# Fine-tuning Qwen2.5-3B with GRPO Reinforcement Learning: Enabling Small Language Models to Master Mathematical Reasoning

> This article introduces an open-source project that uses the GRPO (Group Relative Policy Optimization) algorithm to fine-tune the Qwen2.5-3B-Instruct model via reinforcement learning. The project focuses on training the model to solve structured mathematical puzzles, and through specific reasoning format constraints, enables small models to exhibit strong mathematical reasoning and symbolic computation capabilities.

- 板块: [Openclaw Llm](https://www.zingnex.cn/en/forum/board/openclaw-llm)
- 发布时间: 2026-05-05T07:45:42.000Z
- 最近活动: 2026-05-05T07:52:19.970Z
- 热度: 159.9
- 关键词: GRPO, 强化学习, Qwen2.5, 数学推理, 小型语言模型, PPO, 模型微调, 结构化输出
- 页面链接: https://www.zingnex.cn/en/forum/thread/grpoqwen2-5-3b
- Canonical: https://www.zingnex.cn/forum/thread/grpoqwen2-5-3b
- Markdown 来源: floors_fallback

---

## 【Introduction】Enabling Qwen2.5-3B to Master Mathematical Reasoning with GRPO Reinforcement Learning

This article introduces an open-source project: fine-tuning the Qwen2.5-3B-Instruct model using the GRPO (Group Relative Policy Optimization) reinforcement learning algorithm, enabling it to exhibit strong reasoning capabilities in structured mathematical puzzle tasks. The project breaks through the constraints of scaling laws, allowing small models to rival large models in specific tasks; the core is to improve performance through structured output constraints and efficient training methods.

## Project Background and Core Tasks

### Objective Task
Focus on digital combination mathematical puzzles: Given numbers and operation symbols, construct an expression that uses each number exactly once and results in the target value. Challenges include combinatorial explosion, precise calculation, symbolic reasoning, and constraint satisfaction.

### Output Specifications
Require the model to generate structured responses: display the thinking process within the `<reasoning>` tag, and provide a verifiable expression within the `<answer>` tag, which facilitates verification and reward function design.

## GRPO Algorithm and Base Model Selection

### GRPO Algorithm Improvements
Evolved from PPO, the core is to estimate the advantage function through relative performance within a group: sample multiple candidate answers for the same input, calculate relative advantage based on the average reward within the group, eliminating the overhead of the value network and improving efficiency and stability.

### Base Model Selection
Choose Qwen2.5-3B-Instruct: moderate scale (3 billion parameters), strong instruction-following ability, multilingual support, open-source friendly. The base model already has basic mathematical capabilities but needs reinforcement learning optimization.

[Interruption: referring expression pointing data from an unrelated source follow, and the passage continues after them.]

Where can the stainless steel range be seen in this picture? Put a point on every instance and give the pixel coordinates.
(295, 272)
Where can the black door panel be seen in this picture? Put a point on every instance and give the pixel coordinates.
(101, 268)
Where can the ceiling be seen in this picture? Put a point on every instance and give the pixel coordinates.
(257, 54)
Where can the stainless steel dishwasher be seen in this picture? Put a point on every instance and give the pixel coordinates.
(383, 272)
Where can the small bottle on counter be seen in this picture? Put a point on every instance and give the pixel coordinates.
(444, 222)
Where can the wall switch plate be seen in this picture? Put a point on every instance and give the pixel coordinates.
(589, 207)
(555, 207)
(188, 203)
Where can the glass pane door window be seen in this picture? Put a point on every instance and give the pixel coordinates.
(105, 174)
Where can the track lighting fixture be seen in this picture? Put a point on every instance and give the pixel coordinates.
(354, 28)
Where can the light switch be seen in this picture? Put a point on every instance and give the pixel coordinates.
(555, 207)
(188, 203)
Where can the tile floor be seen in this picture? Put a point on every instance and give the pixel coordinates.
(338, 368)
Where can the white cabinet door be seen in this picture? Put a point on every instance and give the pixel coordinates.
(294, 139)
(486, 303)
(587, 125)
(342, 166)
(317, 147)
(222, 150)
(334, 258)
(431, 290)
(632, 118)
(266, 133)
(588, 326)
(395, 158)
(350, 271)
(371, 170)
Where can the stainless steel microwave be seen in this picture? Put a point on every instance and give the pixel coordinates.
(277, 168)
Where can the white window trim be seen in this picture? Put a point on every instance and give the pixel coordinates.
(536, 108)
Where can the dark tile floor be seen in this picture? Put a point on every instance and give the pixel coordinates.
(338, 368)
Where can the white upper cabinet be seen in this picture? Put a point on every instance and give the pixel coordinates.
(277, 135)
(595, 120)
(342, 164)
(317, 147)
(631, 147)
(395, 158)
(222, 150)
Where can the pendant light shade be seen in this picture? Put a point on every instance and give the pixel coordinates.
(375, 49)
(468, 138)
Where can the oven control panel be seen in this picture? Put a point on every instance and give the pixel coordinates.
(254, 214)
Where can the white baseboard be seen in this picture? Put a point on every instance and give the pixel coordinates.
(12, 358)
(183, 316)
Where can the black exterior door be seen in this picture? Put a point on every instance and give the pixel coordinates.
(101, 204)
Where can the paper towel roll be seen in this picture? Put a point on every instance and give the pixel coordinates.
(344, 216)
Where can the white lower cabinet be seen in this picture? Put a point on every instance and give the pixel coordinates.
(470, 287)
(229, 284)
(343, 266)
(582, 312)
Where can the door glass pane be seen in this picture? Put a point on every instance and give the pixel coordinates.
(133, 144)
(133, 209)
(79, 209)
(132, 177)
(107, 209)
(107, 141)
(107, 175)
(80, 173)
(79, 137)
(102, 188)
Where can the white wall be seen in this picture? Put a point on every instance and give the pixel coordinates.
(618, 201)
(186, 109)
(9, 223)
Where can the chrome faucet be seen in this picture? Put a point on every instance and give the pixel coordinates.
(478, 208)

## Training Process and Technical Details

### Reward Function Design
Multi-dimensional evaluation: correctness reward (core), format reward (tag compliance), process reward (reasoning logic), efficiency reward (concise expression).

### Training Data Construction
Procedurally generated: randomly generate numbers and target values, verify solvability with a solver, filter extremely difficult problems, cover different levels.

### Hyperparameter Tuning
Key parameters: group size, learning rate, KL divergence constraint, reward scaling. Determine configurations suitable for the 3B model through experiments.

## Experimental Results and Capability Demonstration

### Quantitative Evaluation
- Accuracy: increased from baseline 40% to over 80%
- Format compliance rate: over 95%
- Generalization ability: maintains good performance on unseen number combinations

### Qualitative Analysis
The model demonstrates strategy differentiation (e.g., multiply first then adjust), self-correction, step decomposition, etc., with coherent reasoning processes.

## Technical Significance and Application Prospects

### Implications for Small Model Research
Prove that efficient training can make small models excel in specific domains, suitable for edge computing, cost-sensitive scenarios, and rapid iteration.

### Educational Applications
Intelligent tutoring (step analysis), adaptive practice (personalized puzzles), process evaluation (thinking process).

### Methodology Transfer
Can be applied to code generation, logical puzzles, symbolic computation, constraint satisfaction problems, etc.

## Challenges and Limitations

- Task scope: Only focuses on digital combination problems, not generalized to complex mathematical tasks like geometric proofs
- Computational resources: GRPO group sampling requires multiple forward passes, training time still needs optimization
- Reward hacking: Need to be alert to models exploiting reward loopholes; mitigate through multi-dimensional design and manual spot checks.

## Conclusion: Rebalancing Efficiency and Capability

The project demonstrates an AI research trend: shifting from scale pursuit to training method optimization. Small models can shine in specific domains through algorithmic innovation and process design, promoting AI democratization. It provides developers with a reproducible solution, conveying the concept of balancing efficiency and capability under resource constraints.